De
repente, as mulheres pararam de chorar. Quase ao mesmo tempo em que os homens
se permitiram chorar, cozinhar, dividir as tarefas domésticas e a criação dos
filhos, as mulheres passaram a ter vergonha de chorar, principalmente em
público. Chorar virou sinônimo de fragilidade, de desequilíbrio emocional, de
fracasso.
Eu,
que chorava por pouca coisa, contive as lágrimas, reprimi os sentimentos em
nome de um jeito forte de ser e de me estabelecer no mundo. Eu, que chorava em
filme de cinema, ou por dó de mim mesma, por criança de rua, por injustiça, por
amores perdidos e paixões frustradas, pelo sofrimento alheio, pelos humilhados
e ofendidos, pela solidão dos domingos e pela violência, de repente, parei de chorar.
Fingi
que não via a dor do outro, o medo estampado nos olhos das crianças do Brasil,
dos jovens sem futuro. Fingi que as cenas dramáticas da televisão eram
corriqueiras. Fingi que a violência era banal, que não existia mais salvação
para nada, que as cenas de sangue e morte, de vidros estilhaçados e bombas
apoteóticas eram o próprio desenrolar da vida. Haja Prozac, a droga da felicidade para conter tanto pranto.
Fingi
não ver a mãe chorando escondido pelo filho dependente de drogas e de álcool,
pelo que não encontra sentido em nada, que levanta, dorme, bebe, sem fuso
horário, sem direção de pouso ou de voo. Fingi que não sentia medo, que nada
mais poderia me emocionar. Nem a flor negra da fumaça dos aviões de guerra. Nem
a miséria emocional que se alastrou como uma droga. Nem pela corrupção que está
impregnada na pele dos políticos. Nem pelos horrores cometidos em cada esquina.
Fiz
de tudo para não chorar, para não me expor ao ridículo, para não revelar a
minha indignação, para não colocar lágrimas no lugar de argumentos. Fiz
acrobacias com as lágrimas para que elas não escorressem em momentos
impróprios, para que elas não desaguassem em horas erradas, para que as pessoas
não rissem do meu pranto.
Até
que, numa dessas madrugadas, comecei a rir de uma cena cômica de um filme
qualquer na televisão. Ri tanto, mas tanto, que chorei de tanto rir. E não
parei mais. Chorei pelas mulheres que pararam de chorar, que têm medo das
lágrimas como o diabo da cruz. Chorei pelas mulheres que tiveram que reprimir sentimentos,
que encobriram a intuição sob o manto da objetividade. Pelas mães que se
cansaram de tanto chorar. Pelas mães cujas lágrimas secaram. Chorei como se as
lágrimas fossem a água benta do corpo, que pudessem lavar a dor, levar a
hipocrisia enxurrada abaixo.
Chorei
como uma náufraga pelas mulheres que afogam os filhos na lagoa da insanidade.

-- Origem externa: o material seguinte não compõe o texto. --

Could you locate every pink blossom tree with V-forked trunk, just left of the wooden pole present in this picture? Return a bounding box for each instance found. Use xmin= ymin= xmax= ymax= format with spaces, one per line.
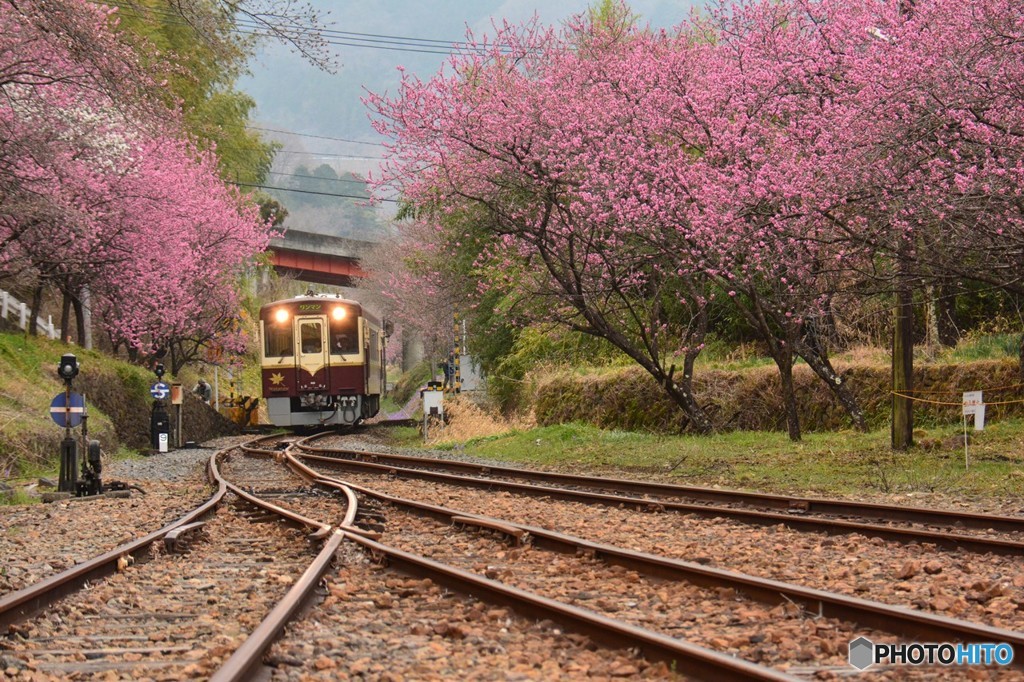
xmin=644 ymin=2 xmax=888 ymax=439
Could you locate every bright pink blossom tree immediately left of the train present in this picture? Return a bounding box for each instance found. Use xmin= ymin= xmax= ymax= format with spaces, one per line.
xmin=88 ymin=139 xmax=269 ymax=364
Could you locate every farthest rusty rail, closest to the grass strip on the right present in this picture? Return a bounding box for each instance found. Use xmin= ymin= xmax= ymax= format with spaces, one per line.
xmin=295 ymin=432 xmax=1024 ymax=532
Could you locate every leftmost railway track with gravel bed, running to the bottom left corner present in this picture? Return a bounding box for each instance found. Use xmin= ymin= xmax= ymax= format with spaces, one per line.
xmin=0 ymin=438 xmax=354 ymax=680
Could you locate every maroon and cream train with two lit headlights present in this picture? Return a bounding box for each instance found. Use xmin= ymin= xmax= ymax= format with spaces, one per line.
xmin=259 ymin=293 xmax=387 ymax=427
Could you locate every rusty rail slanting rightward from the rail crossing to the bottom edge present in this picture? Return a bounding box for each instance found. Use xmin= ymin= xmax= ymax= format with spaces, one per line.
xmin=343 ymin=531 xmax=799 ymax=682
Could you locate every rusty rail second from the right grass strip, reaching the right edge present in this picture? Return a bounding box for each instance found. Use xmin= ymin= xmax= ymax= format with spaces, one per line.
xmin=294 ymin=448 xmax=1024 ymax=556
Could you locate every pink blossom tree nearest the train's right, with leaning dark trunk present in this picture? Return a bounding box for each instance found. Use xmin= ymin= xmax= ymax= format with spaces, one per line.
xmin=370 ymin=13 xmax=712 ymax=432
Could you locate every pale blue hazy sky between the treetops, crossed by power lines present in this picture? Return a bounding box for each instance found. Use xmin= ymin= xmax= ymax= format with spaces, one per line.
xmin=241 ymin=0 xmax=705 ymax=161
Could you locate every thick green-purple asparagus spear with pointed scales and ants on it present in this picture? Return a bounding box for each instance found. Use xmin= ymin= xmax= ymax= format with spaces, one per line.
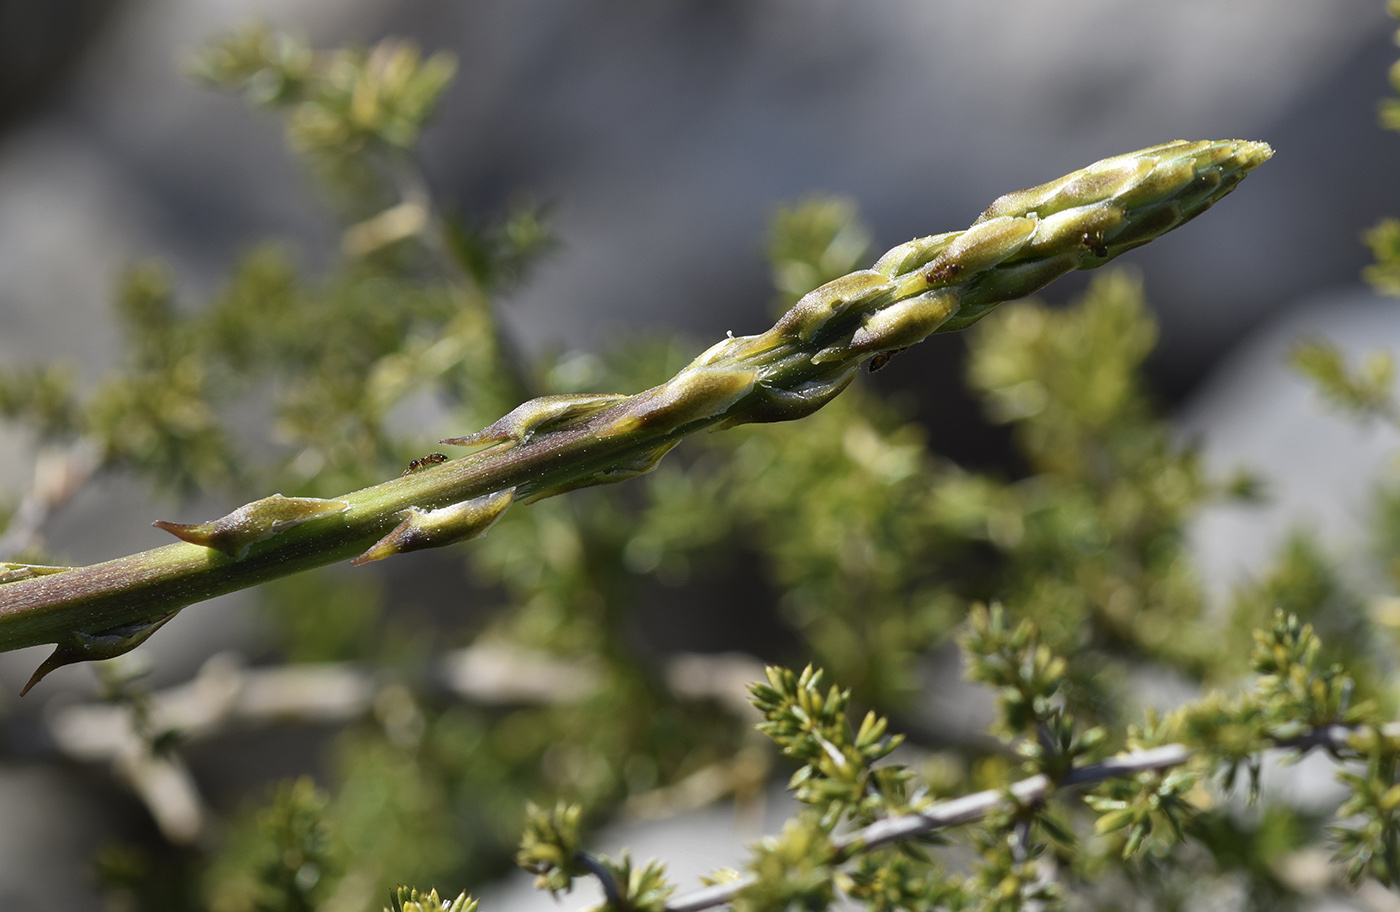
xmin=0 ymin=140 xmax=1273 ymax=686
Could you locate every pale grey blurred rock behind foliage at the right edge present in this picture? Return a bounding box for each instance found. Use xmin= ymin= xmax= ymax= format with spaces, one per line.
xmin=1179 ymin=287 xmax=1400 ymax=595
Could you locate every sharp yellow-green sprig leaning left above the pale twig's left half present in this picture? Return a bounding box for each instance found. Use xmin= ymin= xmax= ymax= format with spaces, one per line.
xmin=749 ymin=665 xmax=911 ymax=829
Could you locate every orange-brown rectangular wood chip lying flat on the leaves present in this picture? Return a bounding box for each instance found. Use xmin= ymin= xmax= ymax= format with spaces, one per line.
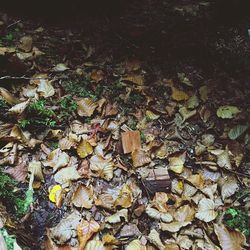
xmin=122 ymin=130 xmax=141 ymax=154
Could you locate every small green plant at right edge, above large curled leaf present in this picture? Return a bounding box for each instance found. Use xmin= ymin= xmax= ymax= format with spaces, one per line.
xmin=224 ymin=208 xmax=250 ymax=237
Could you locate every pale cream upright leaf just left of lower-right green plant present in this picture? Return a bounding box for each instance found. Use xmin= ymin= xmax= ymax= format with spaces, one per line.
xmin=195 ymin=198 xmax=217 ymax=222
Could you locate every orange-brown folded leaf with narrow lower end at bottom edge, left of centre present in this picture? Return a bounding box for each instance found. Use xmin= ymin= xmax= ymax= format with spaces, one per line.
xmin=77 ymin=219 xmax=100 ymax=249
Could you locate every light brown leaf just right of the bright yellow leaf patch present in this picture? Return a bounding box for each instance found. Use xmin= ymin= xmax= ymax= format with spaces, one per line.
xmin=72 ymin=185 xmax=94 ymax=209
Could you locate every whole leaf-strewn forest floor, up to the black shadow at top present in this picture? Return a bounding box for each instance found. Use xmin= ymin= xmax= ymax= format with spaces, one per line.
xmin=0 ymin=6 xmax=250 ymax=250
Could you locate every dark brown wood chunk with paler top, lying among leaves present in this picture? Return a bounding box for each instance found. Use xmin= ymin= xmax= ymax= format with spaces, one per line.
xmin=143 ymin=167 xmax=171 ymax=193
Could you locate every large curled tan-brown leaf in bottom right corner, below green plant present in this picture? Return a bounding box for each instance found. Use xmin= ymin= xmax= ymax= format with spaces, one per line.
xmin=214 ymin=224 xmax=246 ymax=250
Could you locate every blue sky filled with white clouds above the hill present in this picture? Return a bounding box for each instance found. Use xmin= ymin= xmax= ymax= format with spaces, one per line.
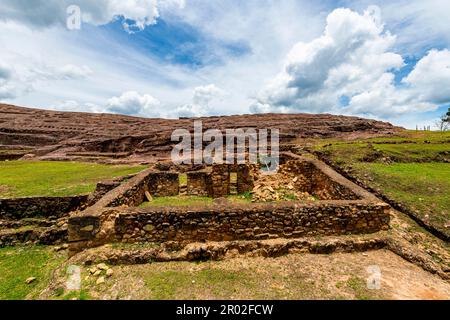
xmin=0 ymin=0 xmax=450 ymax=128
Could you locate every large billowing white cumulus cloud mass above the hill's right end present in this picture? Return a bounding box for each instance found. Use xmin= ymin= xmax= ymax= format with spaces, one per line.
xmin=251 ymin=7 xmax=450 ymax=117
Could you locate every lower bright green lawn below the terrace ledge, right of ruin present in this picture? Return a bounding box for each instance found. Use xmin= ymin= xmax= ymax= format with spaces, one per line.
xmin=354 ymin=163 xmax=450 ymax=229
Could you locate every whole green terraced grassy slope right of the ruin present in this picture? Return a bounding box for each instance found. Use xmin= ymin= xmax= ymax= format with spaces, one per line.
xmin=313 ymin=131 xmax=450 ymax=234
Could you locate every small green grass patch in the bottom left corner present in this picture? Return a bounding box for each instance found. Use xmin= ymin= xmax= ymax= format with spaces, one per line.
xmin=0 ymin=247 xmax=65 ymax=300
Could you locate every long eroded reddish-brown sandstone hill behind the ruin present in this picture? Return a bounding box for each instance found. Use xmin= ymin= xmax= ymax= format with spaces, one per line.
xmin=0 ymin=104 xmax=400 ymax=162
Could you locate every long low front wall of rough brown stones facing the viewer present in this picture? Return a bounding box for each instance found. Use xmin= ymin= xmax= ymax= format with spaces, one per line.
xmin=69 ymin=201 xmax=390 ymax=248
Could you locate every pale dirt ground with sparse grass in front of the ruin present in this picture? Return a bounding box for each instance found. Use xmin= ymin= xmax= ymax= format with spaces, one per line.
xmin=47 ymin=250 xmax=450 ymax=300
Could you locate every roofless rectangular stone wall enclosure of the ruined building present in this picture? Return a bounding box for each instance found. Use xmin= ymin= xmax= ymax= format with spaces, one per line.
xmin=69 ymin=156 xmax=390 ymax=252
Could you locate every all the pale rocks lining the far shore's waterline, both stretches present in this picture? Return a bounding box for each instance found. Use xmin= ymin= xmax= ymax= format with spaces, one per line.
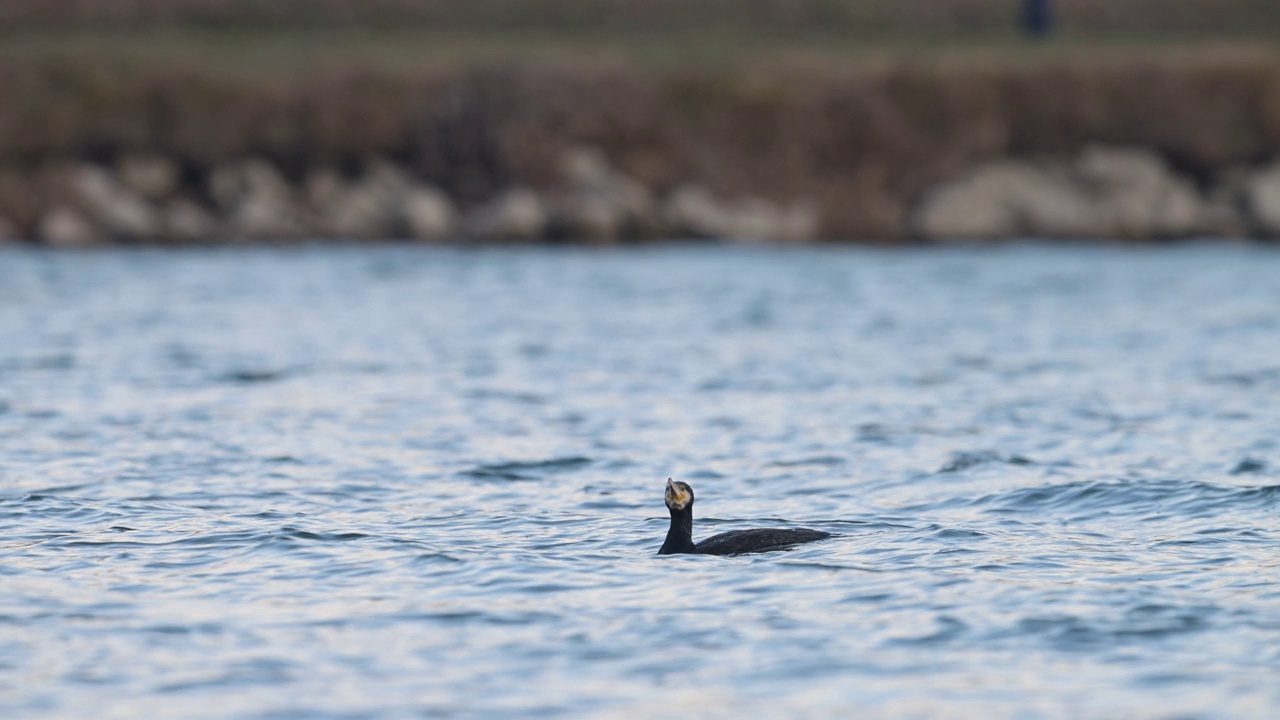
xmin=0 ymin=146 xmax=1280 ymax=247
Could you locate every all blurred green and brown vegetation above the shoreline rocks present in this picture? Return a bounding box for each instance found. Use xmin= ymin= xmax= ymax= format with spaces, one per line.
xmin=0 ymin=0 xmax=1280 ymax=237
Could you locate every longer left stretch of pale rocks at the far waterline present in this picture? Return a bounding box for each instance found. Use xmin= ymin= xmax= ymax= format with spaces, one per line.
xmin=0 ymin=149 xmax=819 ymax=247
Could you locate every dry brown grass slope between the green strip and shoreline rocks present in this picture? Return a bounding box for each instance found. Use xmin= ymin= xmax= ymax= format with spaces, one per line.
xmin=0 ymin=39 xmax=1280 ymax=238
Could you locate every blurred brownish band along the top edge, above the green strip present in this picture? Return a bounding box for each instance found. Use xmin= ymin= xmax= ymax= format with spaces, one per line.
xmin=0 ymin=0 xmax=1280 ymax=40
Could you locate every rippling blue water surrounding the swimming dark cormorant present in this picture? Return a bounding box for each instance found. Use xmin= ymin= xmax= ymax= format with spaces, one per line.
xmin=0 ymin=246 xmax=1280 ymax=719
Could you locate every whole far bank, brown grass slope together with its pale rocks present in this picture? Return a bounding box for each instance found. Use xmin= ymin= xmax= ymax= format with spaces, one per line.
xmin=0 ymin=50 xmax=1280 ymax=246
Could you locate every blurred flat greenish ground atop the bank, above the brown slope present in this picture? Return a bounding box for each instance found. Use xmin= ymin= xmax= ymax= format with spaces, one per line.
xmin=0 ymin=0 xmax=1280 ymax=73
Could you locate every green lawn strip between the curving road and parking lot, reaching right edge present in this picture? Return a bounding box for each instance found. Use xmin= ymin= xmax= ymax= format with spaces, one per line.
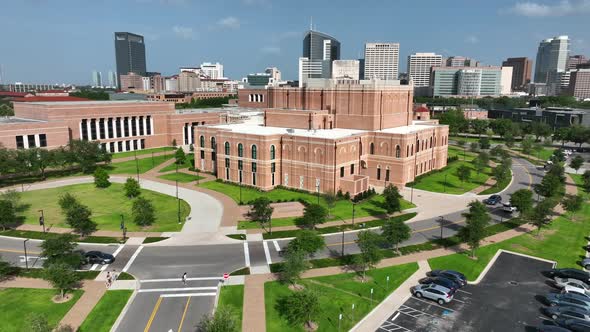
xmin=428 ymin=177 xmax=590 ymax=280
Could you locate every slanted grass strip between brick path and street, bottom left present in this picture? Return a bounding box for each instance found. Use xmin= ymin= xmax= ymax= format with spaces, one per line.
xmin=78 ymin=290 xmax=133 ymax=332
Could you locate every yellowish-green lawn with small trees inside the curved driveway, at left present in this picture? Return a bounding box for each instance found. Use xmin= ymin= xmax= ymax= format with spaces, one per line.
xmin=21 ymin=183 xmax=190 ymax=232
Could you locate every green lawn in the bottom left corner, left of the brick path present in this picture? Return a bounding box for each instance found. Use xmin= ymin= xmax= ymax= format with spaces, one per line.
xmin=0 ymin=288 xmax=84 ymax=332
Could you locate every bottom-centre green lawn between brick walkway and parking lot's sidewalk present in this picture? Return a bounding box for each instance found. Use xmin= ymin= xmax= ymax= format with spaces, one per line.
xmin=264 ymin=263 xmax=418 ymax=331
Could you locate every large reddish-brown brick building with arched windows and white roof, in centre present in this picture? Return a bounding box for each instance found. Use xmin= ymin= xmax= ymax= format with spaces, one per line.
xmin=195 ymin=80 xmax=448 ymax=195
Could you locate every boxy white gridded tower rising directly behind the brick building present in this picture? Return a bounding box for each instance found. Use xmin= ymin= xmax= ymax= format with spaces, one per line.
xmin=366 ymin=43 xmax=399 ymax=80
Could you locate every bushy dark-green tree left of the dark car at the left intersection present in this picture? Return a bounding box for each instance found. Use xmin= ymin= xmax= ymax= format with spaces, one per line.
xmin=41 ymin=234 xmax=82 ymax=268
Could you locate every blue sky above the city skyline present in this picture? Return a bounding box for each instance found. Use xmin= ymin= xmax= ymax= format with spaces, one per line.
xmin=0 ymin=0 xmax=590 ymax=84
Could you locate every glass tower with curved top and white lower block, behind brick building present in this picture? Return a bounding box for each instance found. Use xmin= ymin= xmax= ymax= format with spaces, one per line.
xmin=299 ymin=30 xmax=340 ymax=86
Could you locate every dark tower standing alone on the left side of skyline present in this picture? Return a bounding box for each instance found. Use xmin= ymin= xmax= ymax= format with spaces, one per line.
xmin=115 ymin=32 xmax=147 ymax=86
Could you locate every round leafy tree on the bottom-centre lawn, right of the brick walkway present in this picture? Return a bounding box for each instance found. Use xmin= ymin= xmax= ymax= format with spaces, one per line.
xmin=277 ymin=290 xmax=322 ymax=329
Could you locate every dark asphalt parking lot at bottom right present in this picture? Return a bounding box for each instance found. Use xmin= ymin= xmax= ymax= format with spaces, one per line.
xmin=377 ymin=252 xmax=554 ymax=332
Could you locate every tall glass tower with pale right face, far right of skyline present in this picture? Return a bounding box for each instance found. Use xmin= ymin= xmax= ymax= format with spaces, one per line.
xmin=535 ymin=36 xmax=570 ymax=83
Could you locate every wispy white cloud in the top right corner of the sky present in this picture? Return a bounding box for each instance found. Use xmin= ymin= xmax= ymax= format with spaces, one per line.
xmin=504 ymin=0 xmax=590 ymax=17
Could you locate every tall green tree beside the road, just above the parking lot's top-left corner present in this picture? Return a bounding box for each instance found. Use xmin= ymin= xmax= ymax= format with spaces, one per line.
xmin=459 ymin=201 xmax=491 ymax=257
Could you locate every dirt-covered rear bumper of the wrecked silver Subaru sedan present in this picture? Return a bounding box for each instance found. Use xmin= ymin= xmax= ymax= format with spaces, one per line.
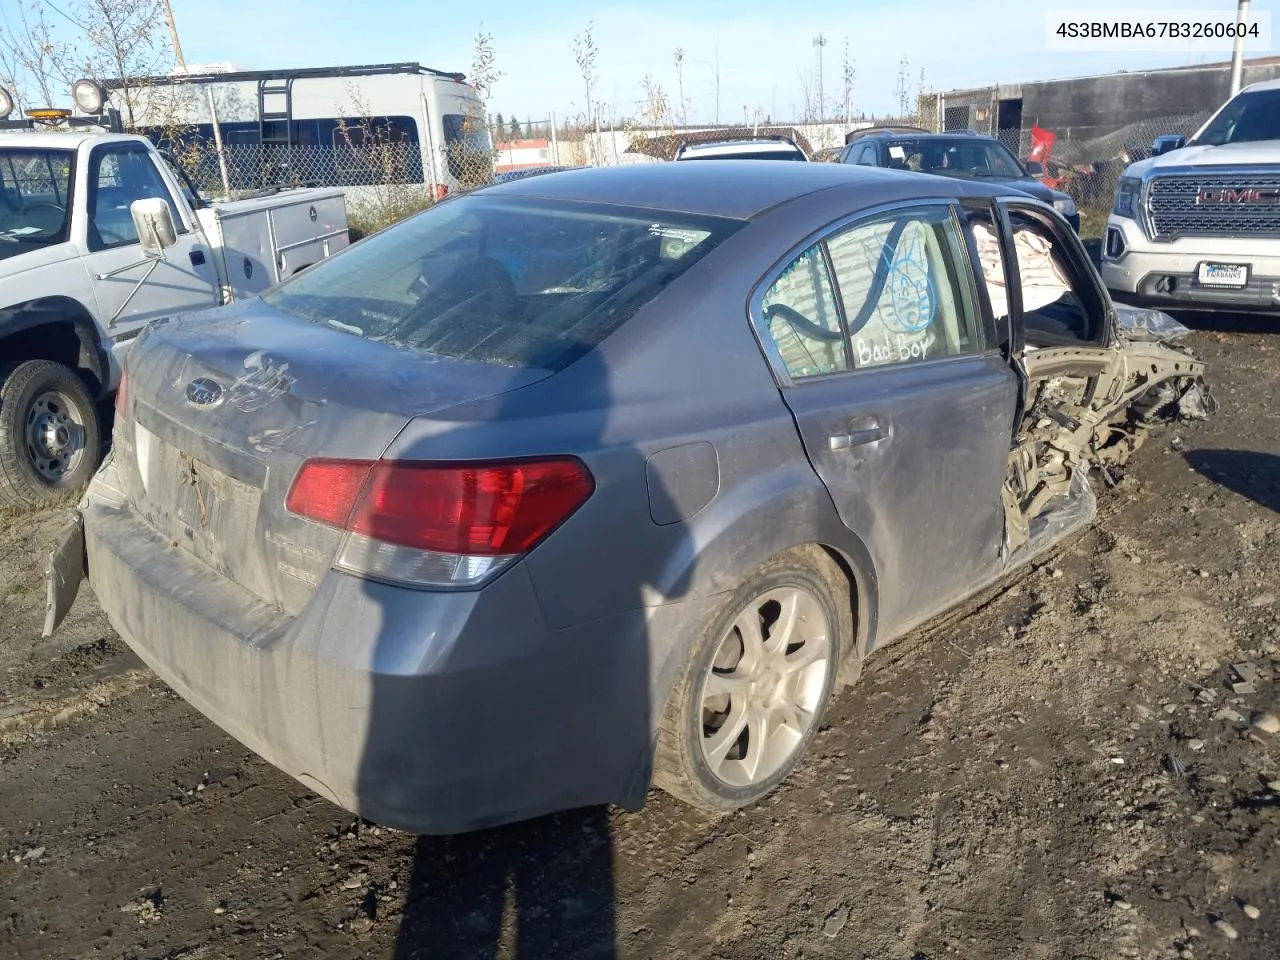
xmin=82 ymin=458 xmax=698 ymax=833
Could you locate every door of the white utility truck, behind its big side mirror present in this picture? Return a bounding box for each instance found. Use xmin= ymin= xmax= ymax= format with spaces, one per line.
xmin=83 ymin=142 xmax=218 ymax=340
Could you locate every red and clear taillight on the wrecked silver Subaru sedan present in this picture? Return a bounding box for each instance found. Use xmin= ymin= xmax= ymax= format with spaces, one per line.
xmin=285 ymin=457 xmax=595 ymax=586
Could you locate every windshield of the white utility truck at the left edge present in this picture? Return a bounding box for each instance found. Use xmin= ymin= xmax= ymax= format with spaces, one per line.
xmin=0 ymin=148 xmax=76 ymax=260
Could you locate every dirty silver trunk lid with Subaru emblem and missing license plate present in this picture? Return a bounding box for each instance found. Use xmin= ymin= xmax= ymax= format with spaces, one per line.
xmin=116 ymin=301 xmax=549 ymax=614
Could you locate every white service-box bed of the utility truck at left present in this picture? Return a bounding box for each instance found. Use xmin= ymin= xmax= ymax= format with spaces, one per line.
xmin=197 ymin=188 xmax=349 ymax=301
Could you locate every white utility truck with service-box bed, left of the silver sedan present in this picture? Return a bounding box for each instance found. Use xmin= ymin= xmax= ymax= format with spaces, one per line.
xmin=0 ymin=120 xmax=348 ymax=506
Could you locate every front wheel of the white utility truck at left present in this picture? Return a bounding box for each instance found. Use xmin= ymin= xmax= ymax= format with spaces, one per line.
xmin=0 ymin=360 xmax=102 ymax=507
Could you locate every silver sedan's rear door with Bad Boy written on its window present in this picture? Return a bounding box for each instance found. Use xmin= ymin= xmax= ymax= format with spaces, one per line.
xmin=753 ymin=201 xmax=1019 ymax=636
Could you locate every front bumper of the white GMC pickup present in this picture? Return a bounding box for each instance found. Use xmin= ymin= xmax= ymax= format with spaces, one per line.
xmin=1101 ymin=216 xmax=1280 ymax=312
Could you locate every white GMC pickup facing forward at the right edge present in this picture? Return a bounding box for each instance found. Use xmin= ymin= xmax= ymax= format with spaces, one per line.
xmin=1102 ymin=81 xmax=1280 ymax=312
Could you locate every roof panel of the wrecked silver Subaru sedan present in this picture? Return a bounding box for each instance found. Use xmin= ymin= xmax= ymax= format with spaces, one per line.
xmin=476 ymin=160 xmax=1025 ymax=220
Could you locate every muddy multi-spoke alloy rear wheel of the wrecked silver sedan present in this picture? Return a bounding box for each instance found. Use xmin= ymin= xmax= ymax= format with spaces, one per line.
xmin=654 ymin=550 xmax=852 ymax=813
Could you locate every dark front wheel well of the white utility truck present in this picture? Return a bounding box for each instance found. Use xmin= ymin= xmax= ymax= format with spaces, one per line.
xmin=0 ymin=297 xmax=108 ymax=397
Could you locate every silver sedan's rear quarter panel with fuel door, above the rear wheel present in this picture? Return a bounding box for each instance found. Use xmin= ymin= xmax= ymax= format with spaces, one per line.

Chorei pelas mulheres que não têm filhos. Pelas que não conseguem ser mães,
mesmo depois de muitos filhos. Chorei pelos filhos que continuam à margem,
pelos que não conseguem conversar com os pais, pelos que são livres demais,
pelos que continuam presos aos seus próprios fantasmas. Pelos velhos
abandonados, encarcerados na prisão dos apartamentos. Chorei pelas crianças que
riem de qualquer coisa, do vento, da sombra na parede, do movimento das plantas,
dos reflexos da lua e do sol.
Chorei
por tudo que é belo: os olhos de Luiza, as pequenas mãos de Rafael, o riso
aberto de Gabriel, as perguntas sem fim de Daniel, pela intensidade das
estrelas, pelo barulho do mar na concha. Chorei pelo silêncio tão difícil de
achar neste mundo, pelo cheiro do amanhecer, pela festa que a Frida faz quando
eu chego em casa. Chorei ao ler um poema de Neruda que fala sobre uma cama alta
como uma embarcação.
Chorei
tanto, que tive de correr para o banheiro, pois as lágrimas desciam como
cascata pelo rosto, molhavam a roupa e iam parar numa poça debaixo dos pés.
Chorei tanto que as lágrimas pareciam inundar o banheiro, escorrer pelas
frestas das portas, sair pelo prédio e encontrar-se com um oceano de lágrimas
não choradas, contidas em um poço de vergonha misturada com liberdade. E chorei
por minha mãe que está envelhecendo.
Chorei
pelas rugas novas que surgem a cada manhã e tomam conta do rosto, das pernas e
dos braços. Pelo ranger de ossos, pelos passos em direção à decrepitude. Chorei
tanto, que renovei as promessas de rir e brincar com a vida, antes que o choro
fique engasgado para sempre na minha garganta.